No hablemos ya del ámbito académico. Profesores tristes, encarcelados en sus klingsorianas celdas vitalicias. No perdamos el trabajo. ¡A ver si la crisis va a ser de verdad sistémica! Tiemblen ante la amenaza del cambio. ¿Será el gremio académico capaz en algún momento de encarnar algún tipo de transformación refrescante y revitalizante dejando la tradición y su pesadez a un lado?

¿Quién se atreve a recurrir a la Iglesia y a todos esos que parece que están olvidando su genuina y primigenia misión, o sea, construir puentes (pontífices) entre la Tierra y el Cielo? Al menos, y aunque quizá ellos no se den cuenta, juegan un papel importante: ser depositarios de la idea de Dios. Si no existieran grandes religiones institucionalizadas se me antoja difícil imaginar como el hombre de a pie (la gran masa de ciudadanos) iba siquiera a concebir la idea de Dios, al margen de sus creencias al respecto.

Depositarios de Dios, depositarios del cambio de conciencia a nivel planetario. Éstos últimos son los newagers. Sin ellos también estaríamos perdidos, porque aunque sus métodos son en la mayor parte de los casos infantiles, narcisistas (no es difícil constatarlo) y miedosos de cosas como el intelectualismo, la filosofía y otras cosas por el estilo, quizá representan el único colectivo que se atreve a proclamar a los cuatro vientos y sin tapujos la necesidad del advenimiento de una nueva era dorada (más allá de Klingsor, por supuesto).

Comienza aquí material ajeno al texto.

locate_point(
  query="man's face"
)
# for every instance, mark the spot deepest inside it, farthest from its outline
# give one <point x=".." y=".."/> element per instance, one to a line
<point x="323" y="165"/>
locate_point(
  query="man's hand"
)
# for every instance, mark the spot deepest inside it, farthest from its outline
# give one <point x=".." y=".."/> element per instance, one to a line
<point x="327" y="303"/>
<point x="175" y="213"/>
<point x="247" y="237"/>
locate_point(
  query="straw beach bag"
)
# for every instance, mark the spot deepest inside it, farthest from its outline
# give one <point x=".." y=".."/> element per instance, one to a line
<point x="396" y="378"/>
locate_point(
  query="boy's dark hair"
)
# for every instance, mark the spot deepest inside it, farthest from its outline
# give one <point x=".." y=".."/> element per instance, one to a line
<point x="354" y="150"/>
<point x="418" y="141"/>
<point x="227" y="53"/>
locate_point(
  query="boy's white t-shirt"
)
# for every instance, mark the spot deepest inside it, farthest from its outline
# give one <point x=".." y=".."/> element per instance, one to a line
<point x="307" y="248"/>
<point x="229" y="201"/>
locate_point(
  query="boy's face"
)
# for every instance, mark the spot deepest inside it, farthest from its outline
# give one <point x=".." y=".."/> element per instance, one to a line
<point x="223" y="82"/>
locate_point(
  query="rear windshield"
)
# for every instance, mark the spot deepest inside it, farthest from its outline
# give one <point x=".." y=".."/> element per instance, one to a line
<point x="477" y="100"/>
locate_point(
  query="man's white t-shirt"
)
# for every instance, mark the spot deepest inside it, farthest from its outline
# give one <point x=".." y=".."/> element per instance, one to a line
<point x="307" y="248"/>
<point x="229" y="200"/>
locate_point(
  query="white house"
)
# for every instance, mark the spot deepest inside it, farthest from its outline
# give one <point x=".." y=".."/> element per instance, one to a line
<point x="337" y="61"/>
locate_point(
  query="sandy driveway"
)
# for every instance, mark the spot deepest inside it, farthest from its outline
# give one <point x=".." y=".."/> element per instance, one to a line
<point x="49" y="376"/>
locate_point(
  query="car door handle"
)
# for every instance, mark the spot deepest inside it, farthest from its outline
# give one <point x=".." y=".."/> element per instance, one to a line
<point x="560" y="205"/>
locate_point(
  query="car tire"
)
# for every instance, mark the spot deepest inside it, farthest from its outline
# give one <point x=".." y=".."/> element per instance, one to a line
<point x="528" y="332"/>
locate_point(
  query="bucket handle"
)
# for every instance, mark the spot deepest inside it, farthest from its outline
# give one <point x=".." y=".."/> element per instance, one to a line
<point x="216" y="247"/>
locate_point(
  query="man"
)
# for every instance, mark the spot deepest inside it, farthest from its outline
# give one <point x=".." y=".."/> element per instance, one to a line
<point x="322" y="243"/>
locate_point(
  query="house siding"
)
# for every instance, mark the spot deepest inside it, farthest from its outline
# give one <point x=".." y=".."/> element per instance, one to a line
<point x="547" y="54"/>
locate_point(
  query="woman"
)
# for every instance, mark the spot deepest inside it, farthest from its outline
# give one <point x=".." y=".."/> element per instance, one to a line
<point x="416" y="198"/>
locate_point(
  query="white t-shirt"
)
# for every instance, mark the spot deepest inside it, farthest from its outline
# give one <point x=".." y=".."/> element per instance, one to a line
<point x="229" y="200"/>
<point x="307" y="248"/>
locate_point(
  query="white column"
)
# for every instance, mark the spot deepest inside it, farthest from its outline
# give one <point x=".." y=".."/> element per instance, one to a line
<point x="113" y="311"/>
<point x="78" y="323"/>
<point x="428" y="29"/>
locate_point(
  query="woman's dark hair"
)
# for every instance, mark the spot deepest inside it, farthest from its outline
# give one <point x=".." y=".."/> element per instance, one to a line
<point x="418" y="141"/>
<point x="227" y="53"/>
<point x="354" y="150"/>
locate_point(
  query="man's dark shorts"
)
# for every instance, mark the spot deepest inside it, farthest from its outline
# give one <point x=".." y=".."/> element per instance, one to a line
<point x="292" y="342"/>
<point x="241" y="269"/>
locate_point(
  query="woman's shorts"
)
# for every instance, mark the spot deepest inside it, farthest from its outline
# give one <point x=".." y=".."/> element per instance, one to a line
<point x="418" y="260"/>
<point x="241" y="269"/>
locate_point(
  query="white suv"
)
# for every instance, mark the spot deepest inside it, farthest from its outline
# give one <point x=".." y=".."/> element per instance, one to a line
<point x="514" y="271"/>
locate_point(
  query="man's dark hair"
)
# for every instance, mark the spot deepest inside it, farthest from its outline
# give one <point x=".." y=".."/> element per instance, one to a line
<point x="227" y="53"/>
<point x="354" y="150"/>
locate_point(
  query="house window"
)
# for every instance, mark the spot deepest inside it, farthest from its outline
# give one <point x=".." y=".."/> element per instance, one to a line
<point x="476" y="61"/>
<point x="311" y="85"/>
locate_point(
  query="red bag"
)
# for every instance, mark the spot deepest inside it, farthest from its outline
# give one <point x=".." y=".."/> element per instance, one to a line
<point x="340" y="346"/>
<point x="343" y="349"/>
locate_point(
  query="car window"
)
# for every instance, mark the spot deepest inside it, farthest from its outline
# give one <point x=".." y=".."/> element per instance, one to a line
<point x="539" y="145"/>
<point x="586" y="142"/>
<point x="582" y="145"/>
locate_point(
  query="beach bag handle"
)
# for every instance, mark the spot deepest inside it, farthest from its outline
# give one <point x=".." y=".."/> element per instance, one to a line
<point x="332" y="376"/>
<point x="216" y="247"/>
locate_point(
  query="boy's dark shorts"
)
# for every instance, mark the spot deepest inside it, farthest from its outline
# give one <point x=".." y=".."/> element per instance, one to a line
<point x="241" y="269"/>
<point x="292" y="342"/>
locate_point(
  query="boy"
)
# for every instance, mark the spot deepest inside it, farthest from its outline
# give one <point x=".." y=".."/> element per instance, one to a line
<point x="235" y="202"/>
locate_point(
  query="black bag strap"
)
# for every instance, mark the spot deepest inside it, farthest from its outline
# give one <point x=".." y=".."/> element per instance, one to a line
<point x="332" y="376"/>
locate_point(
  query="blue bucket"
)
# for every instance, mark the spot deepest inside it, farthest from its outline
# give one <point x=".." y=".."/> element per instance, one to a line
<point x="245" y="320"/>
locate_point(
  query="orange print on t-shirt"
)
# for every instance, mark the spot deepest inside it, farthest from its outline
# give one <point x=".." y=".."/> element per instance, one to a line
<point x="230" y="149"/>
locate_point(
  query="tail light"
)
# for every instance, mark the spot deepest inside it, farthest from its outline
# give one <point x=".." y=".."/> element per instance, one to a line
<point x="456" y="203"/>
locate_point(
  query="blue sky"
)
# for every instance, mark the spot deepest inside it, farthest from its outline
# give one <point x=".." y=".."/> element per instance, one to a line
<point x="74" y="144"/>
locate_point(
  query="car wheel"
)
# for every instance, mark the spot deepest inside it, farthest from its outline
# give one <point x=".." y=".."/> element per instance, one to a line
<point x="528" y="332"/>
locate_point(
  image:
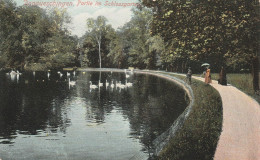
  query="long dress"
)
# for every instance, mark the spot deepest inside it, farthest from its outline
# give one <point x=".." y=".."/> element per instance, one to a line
<point x="207" y="76"/>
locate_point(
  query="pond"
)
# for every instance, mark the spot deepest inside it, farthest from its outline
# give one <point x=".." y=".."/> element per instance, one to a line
<point x="44" y="115"/>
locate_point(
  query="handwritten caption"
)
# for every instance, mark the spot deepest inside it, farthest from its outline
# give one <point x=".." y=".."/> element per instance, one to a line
<point x="77" y="3"/>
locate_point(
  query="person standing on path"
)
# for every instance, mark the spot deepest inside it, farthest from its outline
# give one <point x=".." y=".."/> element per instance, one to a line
<point x="207" y="76"/>
<point x="222" y="77"/>
<point x="188" y="76"/>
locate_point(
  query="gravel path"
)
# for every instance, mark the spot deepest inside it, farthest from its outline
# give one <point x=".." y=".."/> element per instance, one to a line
<point x="240" y="137"/>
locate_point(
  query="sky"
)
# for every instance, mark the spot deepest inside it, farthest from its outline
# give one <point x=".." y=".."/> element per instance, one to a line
<point x="81" y="10"/>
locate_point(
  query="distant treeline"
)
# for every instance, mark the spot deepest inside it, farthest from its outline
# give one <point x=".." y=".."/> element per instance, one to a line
<point x="35" y="39"/>
<point x="168" y="35"/>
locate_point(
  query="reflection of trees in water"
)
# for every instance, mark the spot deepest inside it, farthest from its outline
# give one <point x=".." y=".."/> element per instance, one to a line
<point x="30" y="108"/>
<point x="151" y="106"/>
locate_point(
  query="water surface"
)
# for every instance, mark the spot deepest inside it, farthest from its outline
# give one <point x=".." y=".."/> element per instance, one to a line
<point x="44" y="117"/>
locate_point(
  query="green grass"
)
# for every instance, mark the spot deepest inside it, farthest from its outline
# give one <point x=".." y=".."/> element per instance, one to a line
<point x="244" y="82"/>
<point x="197" y="139"/>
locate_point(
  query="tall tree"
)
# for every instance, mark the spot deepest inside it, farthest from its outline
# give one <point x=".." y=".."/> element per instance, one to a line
<point x="216" y="31"/>
<point x="97" y="27"/>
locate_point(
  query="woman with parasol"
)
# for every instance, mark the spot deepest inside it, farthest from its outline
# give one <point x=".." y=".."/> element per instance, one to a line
<point x="207" y="74"/>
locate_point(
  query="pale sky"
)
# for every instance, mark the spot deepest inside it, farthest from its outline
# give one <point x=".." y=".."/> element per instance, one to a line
<point x="117" y="15"/>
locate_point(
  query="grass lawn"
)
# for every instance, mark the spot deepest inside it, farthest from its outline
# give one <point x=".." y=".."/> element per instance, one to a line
<point x="197" y="139"/>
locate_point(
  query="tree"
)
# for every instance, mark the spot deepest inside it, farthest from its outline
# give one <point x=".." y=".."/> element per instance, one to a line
<point x="222" y="33"/>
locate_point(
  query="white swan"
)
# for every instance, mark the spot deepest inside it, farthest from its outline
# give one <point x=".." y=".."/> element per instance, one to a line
<point x="128" y="84"/>
<point x="72" y="83"/>
<point x="100" y="84"/>
<point x="48" y="75"/>
<point x="92" y="86"/>
<point x="112" y="85"/>
<point x="107" y="84"/>
<point x="121" y="86"/>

Las shangas varias (comunidades espirituales de algún tipo, ya sean budistas, mahometanas o yóguicas) no parecen ofrecer alternativa; no quiren oír hablar ni de castillos encantados ni de almas en pena. El lema de todos ellos parece ser: “Cada uno a lo suyo. ¡A practicar!”. Así pues, vivimos inmersos en una realidad pre-dialóguica. Las toneladas de teoría de Sivananda siguen pesando lo suyo.

¿Qué hacer en medio de este extraño panorama? Pues lo único que se le ocurre a uno, y es lo que he hecho hoy, es meterse en cualquier café moderadamente acogedor a observar la mañana, los pájaros, la gente, tratando de imaginar un mañana más radiante, más pleno y más divino más allá del cielo gris que se cierne sobre nuestras conciencias, un mañana verdaderamente trans-cultural y casi trans-material; algo que casi se adivina en el aroma del café y de los croissants.

¿Cuán lejos queda Totnes y las ciudades de transición? ¿Cuán lejos queda esto? ¿Cuán lejos quedan lugares como Findhorn, con sus interminables atardeceres luminosos y sus santuarios naturales? ¿Cuán lejos queda el té verde de media tarde?